Not all outdoor activities are made equal! While some make for a relaxing day out, others put your life on the line. Here are 12 of the riskiest:
12. Free Soloing
Free soloing is climbing without ropes. So if you fall, you fall – no second chances. If you’ve seen the epic climbing documentary Free Solo, which stars arguably the best-known free solo climber in the world, Alex Honnold, then you’ll have a sense of what it entails (and how utterly terrifying it is). Watching him cling to a cliff face thousands of feet above the ground using the very tips of his fingers and toes is awe-inspiring, mind-boggling, and terror-inducing in equal measure.
11. Big Wave Surfing
Big wave surfing is exactly what it sounds like. But “big” could be the understatement of the year. These waves are monstrous. Think walls of water 100 feet tall, ready to hold you under and hammer you into the ocean floor with one wrong move. It’s epic to watch, but you need some serious cajones to actually do it.
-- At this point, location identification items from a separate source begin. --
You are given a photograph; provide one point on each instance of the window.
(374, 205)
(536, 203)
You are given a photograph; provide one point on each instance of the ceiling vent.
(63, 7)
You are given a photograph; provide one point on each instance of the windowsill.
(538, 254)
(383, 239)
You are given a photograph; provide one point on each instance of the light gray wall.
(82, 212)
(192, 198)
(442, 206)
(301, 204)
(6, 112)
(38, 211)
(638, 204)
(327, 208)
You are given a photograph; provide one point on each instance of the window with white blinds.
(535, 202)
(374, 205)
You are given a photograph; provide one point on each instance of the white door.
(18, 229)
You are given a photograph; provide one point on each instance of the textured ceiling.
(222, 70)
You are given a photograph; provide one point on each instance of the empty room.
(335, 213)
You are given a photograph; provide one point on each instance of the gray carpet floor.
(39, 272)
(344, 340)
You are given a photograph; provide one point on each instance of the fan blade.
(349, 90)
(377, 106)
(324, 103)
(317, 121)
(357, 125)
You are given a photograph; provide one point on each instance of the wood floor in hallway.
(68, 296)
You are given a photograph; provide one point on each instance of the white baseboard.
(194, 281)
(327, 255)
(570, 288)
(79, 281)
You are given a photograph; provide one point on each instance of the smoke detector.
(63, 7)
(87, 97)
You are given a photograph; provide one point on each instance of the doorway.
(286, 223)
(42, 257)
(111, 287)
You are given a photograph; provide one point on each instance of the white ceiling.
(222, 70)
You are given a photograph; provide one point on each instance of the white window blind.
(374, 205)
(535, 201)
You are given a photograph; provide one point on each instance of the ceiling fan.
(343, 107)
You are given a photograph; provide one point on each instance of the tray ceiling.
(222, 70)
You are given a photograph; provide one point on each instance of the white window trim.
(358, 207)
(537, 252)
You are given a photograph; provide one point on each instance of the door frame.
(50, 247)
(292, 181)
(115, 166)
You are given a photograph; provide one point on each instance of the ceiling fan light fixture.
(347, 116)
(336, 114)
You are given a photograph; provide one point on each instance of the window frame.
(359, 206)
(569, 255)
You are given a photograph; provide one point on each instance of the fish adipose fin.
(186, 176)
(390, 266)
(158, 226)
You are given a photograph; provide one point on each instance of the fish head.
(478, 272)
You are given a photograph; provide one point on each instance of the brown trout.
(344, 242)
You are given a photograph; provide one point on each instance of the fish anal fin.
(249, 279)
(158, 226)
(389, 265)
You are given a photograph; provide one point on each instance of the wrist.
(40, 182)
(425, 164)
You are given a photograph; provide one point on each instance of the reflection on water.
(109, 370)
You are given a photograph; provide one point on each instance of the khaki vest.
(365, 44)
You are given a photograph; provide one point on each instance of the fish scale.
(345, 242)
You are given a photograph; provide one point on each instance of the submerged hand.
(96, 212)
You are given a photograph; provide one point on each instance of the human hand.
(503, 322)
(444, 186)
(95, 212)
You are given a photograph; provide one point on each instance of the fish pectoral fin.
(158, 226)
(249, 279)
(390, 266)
Here’s another outdoor sport for which you need a head for heights. A do-or-die attitude probably helps, too. Highlining involves slinging a rope between two points and walking across unaided. The catch? You’re at least 20m and often hundreds of meters above the ground. Most people do it with safety gear, but some choose to “solo,” where they go without it. If they fall, they have to catch themselves on the rope. If they don’t, well…it’s a long way up.
9. High Altitude Mountaineering
Mountaineering, otherwise known as alpinism, involves doing whatever it takes to ascend mountains. Hiking, climbing, ice-climbing, and skiing can all be involved, and there’s almost always danger involved (e.g. avalanches, altitude sickness, being struck by rockfall, falling…the list goes on). The high-altitude stuff involves climbing mountains over 2500m above sea level.
8. Hang Gliding
Of all the adventure sports on this list, hang gliding might sound the most serene. And you might be right. But it’s hardly a walk in the park. After all, you’re jumping off the edge of a cliff, fighting the elements, and trusting what’s basically a fancy kite to keep you from plunging hundreds of meters to your death.
7. Bull Running
The running of the bulls in Spain is as bonkers as it sounds. This longstanding annual tradition involves setting between six and ten fully grown bulls loose in the town of Pamplona, Spain. Thousands of people then run ahead of them as fast as they can, trying to avoid being gouged, skewered, or trampled.
6. Bull Riding
When most of us look at these hulking masses of muscle standing, huffing, and puffing in a field, we want to stay as far away as possible. So the thought that some people decide to ride them for fun is genuinely insane. The skill, strength, and courage of bull riders must be second to none.
5. Base Jumping
Base jumping is the practice of jumping off fixed objects, such as a bridge, cliff, or tall building, and parachuting down to the ground. The main difference to sky diving comes down to altitude. Base jumpers jump from much lower altitudes (most are about 500ft, but some have been as low as 100 feet/30m). Unsurprisingly, this outdoor sport has a scarily high death rate of roughly 1 fatality per 2,300 jumps.
Free divers attempt to dive as deep as possible underwater on a single breath of air. They have no breathing apparatus with them, so if they push themselves too far and can’t hold their breath any longer, then it can (and does) end very badly. Elite free divers achieve almost superhuman feats, though, with some holding a single breath for well over 10 minutes.
Heli-skiing involves flying in a helicopter to the top of a mountain, jumping out, and then – you guessed it – skiing (or snowboarding) down to the bottom. If you’ve ever seen footage of this in action, you’ll understand how hair-raising it can be! The steepness of the slopes defies belief, a fact made worse by the constant risk of avalanches.
2. Ice Climbing
You’re hundreds of feet up a giant frozen waterfall, with nothing but the tips of your crampons, the end of an ice axe, and the rapidly dwindling strength in your forearms keeping you from falling. Sure, there’s a rope around your waist. But will the gear it’s attached to hold if you fall? There’s no way to know – until you’re forced to put it to the test. That, in a nutshell, is ice climbing. As you can imagine, it’s not for the fainthearted.
1. Wingsuit Flying
Donning a wingsuit and flinging yourself off a cliff or out of a plane is probably as close as you’ll get to flying. As the name suggests, you’re literally wearing a suit with wings, which extends your freefall and enables you to “fly” (sometimes for minutes at a time). When you get low enough, you then pull a cord on the parachute you’re wearing and – if all goes to plan – float gently down to the ground. Needless to say, it can be a risky business.